Guest column by Donald Freed
The project that was to become the play Devil’s Advocate began with a telephone call from the legendary American director Robert Altman. Bob’s aim was to introduce me to the Academy Award-winning film producer Barry Spikings. They had been riveted by the United States invasion of Panama on Christmas Eve 1989. President George H.W. Bush had woven together a tissue of lies and provocations to justify bombing and occupying, temporarily, a sovereign nation, Panama, in order to make what appeared to be a drug bust.
The target of this cosmic sting was General Manuel Noriega, the Panamanian strongman who had worked for the Central Intelligence Agency since 1960. The General’s sin against Washington in the 1980s was to refuse the demands of the Ronald Reagan administration – that Panama allow itself to be used as a forward staging base for the so-called Contra forces in their U.S.-backed terror campaign against the Sandinista government of Nicaragua.
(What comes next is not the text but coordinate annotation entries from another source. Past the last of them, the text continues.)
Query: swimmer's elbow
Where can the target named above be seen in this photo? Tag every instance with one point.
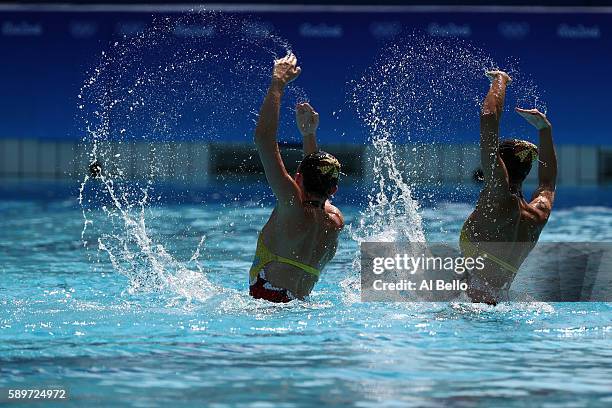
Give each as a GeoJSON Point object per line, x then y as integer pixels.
{"type": "Point", "coordinates": [489, 115]}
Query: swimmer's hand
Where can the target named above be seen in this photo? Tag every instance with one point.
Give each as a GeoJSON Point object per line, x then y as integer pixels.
{"type": "Point", "coordinates": [535, 117]}
{"type": "Point", "coordinates": [285, 70]}
{"type": "Point", "coordinates": [307, 119]}
{"type": "Point", "coordinates": [496, 73]}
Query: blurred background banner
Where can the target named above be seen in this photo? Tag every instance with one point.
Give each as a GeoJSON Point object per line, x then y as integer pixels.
{"type": "Point", "coordinates": [49, 50]}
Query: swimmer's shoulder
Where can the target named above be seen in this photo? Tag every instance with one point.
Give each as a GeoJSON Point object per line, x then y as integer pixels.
{"type": "Point", "coordinates": [335, 215]}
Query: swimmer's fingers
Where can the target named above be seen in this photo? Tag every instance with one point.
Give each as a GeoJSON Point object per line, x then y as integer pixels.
{"type": "Point", "coordinates": [495, 73]}
{"type": "Point", "coordinates": [292, 59]}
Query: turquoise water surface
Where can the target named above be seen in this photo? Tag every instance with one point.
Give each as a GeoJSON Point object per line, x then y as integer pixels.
{"type": "Point", "coordinates": [69, 319]}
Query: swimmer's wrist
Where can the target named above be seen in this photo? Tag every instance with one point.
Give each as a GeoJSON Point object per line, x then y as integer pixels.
{"type": "Point", "coordinates": [277, 86]}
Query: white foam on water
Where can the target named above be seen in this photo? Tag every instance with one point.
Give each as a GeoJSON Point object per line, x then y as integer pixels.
{"type": "Point", "coordinates": [188, 78]}
{"type": "Point", "coordinates": [419, 89]}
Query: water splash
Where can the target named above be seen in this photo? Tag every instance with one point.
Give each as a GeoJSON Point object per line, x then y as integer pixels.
{"type": "Point", "coordinates": [180, 79]}
{"type": "Point", "coordinates": [420, 89]}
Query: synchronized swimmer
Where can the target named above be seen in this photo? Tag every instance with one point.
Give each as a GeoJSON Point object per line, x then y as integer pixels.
{"type": "Point", "coordinates": [301, 235]}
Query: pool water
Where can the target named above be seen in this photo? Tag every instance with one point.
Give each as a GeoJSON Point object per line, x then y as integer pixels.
{"type": "Point", "coordinates": [68, 318]}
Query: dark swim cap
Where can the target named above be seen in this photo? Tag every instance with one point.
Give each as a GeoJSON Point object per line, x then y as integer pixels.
{"type": "Point", "coordinates": [320, 172]}
{"type": "Point", "coordinates": [518, 155]}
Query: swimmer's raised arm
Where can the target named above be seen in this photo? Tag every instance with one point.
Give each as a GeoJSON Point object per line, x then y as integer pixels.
{"type": "Point", "coordinates": [547, 170]}
{"type": "Point", "coordinates": [286, 191]}
{"type": "Point", "coordinates": [307, 120]}
{"type": "Point", "coordinates": [495, 174]}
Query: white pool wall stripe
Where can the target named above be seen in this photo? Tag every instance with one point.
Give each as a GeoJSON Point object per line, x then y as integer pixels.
{"type": "Point", "coordinates": [190, 161]}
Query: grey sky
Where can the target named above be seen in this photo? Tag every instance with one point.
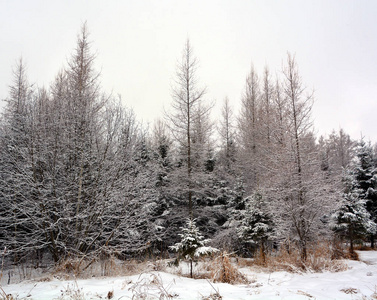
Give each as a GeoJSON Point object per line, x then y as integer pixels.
{"type": "Point", "coordinates": [139, 42]}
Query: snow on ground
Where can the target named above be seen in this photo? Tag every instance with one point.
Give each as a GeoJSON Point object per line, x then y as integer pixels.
{"type": "Point", "coordinates": [358, 282]}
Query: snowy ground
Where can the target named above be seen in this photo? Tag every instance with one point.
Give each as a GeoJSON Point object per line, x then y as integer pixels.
{"type": "Point", "coordinates": [358, 282]}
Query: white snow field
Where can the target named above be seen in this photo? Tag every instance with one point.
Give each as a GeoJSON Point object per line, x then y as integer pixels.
{"type": "Point", "coordinates": [358, 282]}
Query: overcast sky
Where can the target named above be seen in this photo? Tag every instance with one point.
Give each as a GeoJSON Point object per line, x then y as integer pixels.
{"type": "Point", "coordinates": [139, 42]}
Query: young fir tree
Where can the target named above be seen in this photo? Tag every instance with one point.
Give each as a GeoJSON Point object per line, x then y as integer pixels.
{"type": "Point", "coordinates": [256, 226]}
{"type": "Point", "coordinates": [364, 173]}
{"type": "Point", "coordinates": [192, 244]}
{"type": "Point", "coordinates": [352, 218]}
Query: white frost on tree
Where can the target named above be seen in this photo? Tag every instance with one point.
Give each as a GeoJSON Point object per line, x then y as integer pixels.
{"type": "Point", "coordinates": [192, 244]}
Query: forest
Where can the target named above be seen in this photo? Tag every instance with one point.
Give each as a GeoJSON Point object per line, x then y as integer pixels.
{"type": "Point", "coordinates": [82, 178]}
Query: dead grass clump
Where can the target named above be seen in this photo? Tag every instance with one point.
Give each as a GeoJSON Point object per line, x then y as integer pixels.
{"type": "Point", "coordinates": [352, 255]}
{"type": "Point", "coordinates": [243, 262]}
{"type": "Point", "coordinates": [151, 287]}
{"type": "Point", "coordinates": [362, 247]}
{"type": "Point", "coordinates": [224, 271]}
{"type": "Point", "coordinates": [319, 258]}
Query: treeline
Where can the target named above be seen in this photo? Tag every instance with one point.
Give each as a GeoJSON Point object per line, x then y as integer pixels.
{"type": "Point", "coordinates": [80, 176]}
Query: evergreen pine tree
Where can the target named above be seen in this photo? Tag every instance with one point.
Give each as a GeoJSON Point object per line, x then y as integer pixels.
{"type": "Point", "coordinates": [256, 226]}
{"type": "Point", "coordinates": [192, 244]}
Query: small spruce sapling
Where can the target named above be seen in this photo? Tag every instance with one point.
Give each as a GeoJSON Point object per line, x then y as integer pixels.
{"type": "Point", "coordinates": [256, 226]}
{"type": "Point", "coordinates": [192, 244]}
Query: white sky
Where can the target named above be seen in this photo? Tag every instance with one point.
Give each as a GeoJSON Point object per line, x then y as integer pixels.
{"type": "Point", "coordinates": [139, 42]}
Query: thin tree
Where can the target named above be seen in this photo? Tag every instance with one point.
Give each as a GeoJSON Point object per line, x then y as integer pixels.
{"type": "Point", "coordinates": [187, 96]}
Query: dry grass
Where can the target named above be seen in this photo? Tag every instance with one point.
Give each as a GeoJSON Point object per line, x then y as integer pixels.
{"type": "Point", "coordinates": [111, 266]}
{"type": "Point", "coordinates": [319, 258]}
{"type": "Point", "coordinates": [221, 269]}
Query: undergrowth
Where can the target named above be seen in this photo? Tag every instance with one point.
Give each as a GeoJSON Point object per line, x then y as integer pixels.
{"type": "Point", "coordinates": [320, 258]}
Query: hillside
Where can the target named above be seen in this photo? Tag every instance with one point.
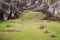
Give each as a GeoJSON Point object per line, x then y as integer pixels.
{"type": "Point", "coordinates": [27, 27]}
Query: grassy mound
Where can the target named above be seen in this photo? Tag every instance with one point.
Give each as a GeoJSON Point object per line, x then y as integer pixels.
{"type": "Point", "coordinates": [19, 29]}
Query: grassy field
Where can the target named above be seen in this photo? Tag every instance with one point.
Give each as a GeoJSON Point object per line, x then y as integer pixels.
{"type": "Point", "coordinates": [27, 27]}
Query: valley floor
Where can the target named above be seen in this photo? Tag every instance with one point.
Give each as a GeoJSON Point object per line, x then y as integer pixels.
{"type": "Point", "coordinates": [26, 28]}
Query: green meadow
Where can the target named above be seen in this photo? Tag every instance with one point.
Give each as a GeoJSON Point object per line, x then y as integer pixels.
{"type": "Point", "coordinates": [27, 27]}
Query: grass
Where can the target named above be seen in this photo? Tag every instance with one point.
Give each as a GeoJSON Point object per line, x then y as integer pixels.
{"type": "Point", "coordinates": [29, 25]}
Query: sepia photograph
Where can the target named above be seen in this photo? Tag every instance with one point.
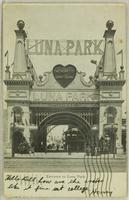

What Robert Altman and Barry Spikings wanted to discuss was how to dramatize, for stage and film, the suspenseful capture of the “Narco-tyrant” Noriega. The world knew the General had slipped in to the Vatican Embassy in Panama City, there to meet, he thought, secretly with a diplomat of the highest rank who would be representing the Vatican. This eminent personality was none other than the Archbishop LaBoa, who was – and these are his official titles – the Devil’s Advocate and the Grand Inquisitor. Believe it or not, these terms still exist in today’s Rome. Archbishop LaBoa, a famed Jesuit luminary, was the hunter whom Washington and Rome were counting on to entrap, capture and deliver Noriega to American authorities so that he might stand trial in Miami, not as a Head of State, but rather as a common drug thug.
We all agreed that this Dostoievskian cast of characters would provide a world-wide fascination if we could, somehow, invent and reconstruct what went on between the General and the Archbishop during that long night of the soul that ended with the tyrant meekly marching out of the Papal residence and into the official U.S. plane that would take him to Florida, trial and continuing incarceration.
What interested the three of us was what might be called the politics in the play, as over against the politics of the play. In the play versus of the play. The politics in the plot of the United States versus the drug lord Noriega was available to any reader of official or semi-official North American media: U.S. Special Forces using shock and awe bombing raids to trap the diabolical, mad dictator in the church residence and proceed to play rock ‘n roll at ear-splitting levels throughout the night, alternating with “psychological warfare” propaganda over an echoing P.A. system until the monster and former North American agent collapses and crawls into captivity. Thus, the myth of the great victory in Panama.
Those are the politics and the plot of the Washington scenario, known to all news readers and listeners of some 20 years ago. But plots and politics come and go from Athens to Elizabethan London to the adventures of the Reagan-Bush dynasty.
What endures, abides is the narrative of the protagonists in an historical event such as this. The narrative of the play and the politics of the play have to do with the human condition and the deep and secret conflicts of characters the size of the General and the Archbishop, the Devil’s Advocate and the Devil.
Over the years and down to this hour the endeavor has been to build on the facts of the plot a platform from which to launch the truth of the narrative. Only in America is the adjective “political” used to distinguish a serious anatomy of a major public event from the fiction of the official propaganda of the state. This is the price we pay for our failure of nerve during the witch-hunts of the 1950s.